Aspect	OpenAI	Runware
Model IDs	`gpt-4o`, `gpt-4o-mini`	AIR format: `minimax:m2.7@0`, `google:gemini@3.1-pro`
Authentication	OpenAI API key	Runware API key (same `Authorization: Bearer` header)
Base URL	`https://api.openai.com/v1`	`https://api.runware.ai/v1`
Available models	OpenAI models only	Multiple providers: MiniMax, Google Gemini, and more
Naming convention	snake_case (`finish_reason`, `reasoning_content`)	snake_case (same as OpenAI on this endpoint)
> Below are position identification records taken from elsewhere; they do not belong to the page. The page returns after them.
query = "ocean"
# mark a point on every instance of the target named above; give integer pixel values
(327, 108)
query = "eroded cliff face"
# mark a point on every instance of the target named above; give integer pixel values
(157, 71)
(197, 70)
This endpoint uses snake_case field names (finish_reason, max_tokens) to match the OpenAI convention. The native API uses camelCase (finishReason, maxTokens).

Key differences from the native API

If you are choosing between the OpenAI-compatible endpoint and the native Runware API, here is how they compare:

	Native API	OpenAI-compatible
Endpoint	`https://api.runware.ai/v1`	`https://api.runware.ai/v1/chat/completions`
Request format	Array of task objects with `taskType` and `taskUUID`	Single object (standard OpenAI format)
Streaming trigger	`"deliveryMethod": "stream"`	`"stream": true`
Async support	Yes (`"deliveryMethod": "async"` with webhooks/polling)	No
Cost tracking	`includeCost: true` on the request	Included in the `usage` chunk when `stream_options.include_usage` is set
Usage tracking	`includeUsage: true` on the request	`stream_options: { "include_usage": true }`
Task tracking	`taskUUID` for request/response correlation	Standard `id` field on response chunks
Naming convention	camelCase	snake_case

Use the OpenAI-compatible endpoint when you want the fastest integration path or are already working with the OpenAI SDK.

Use the native API when you want a consistent request format across all Runware modalities (images, video, audio, text, 3d) and access to features like async delivery and task-level tracking.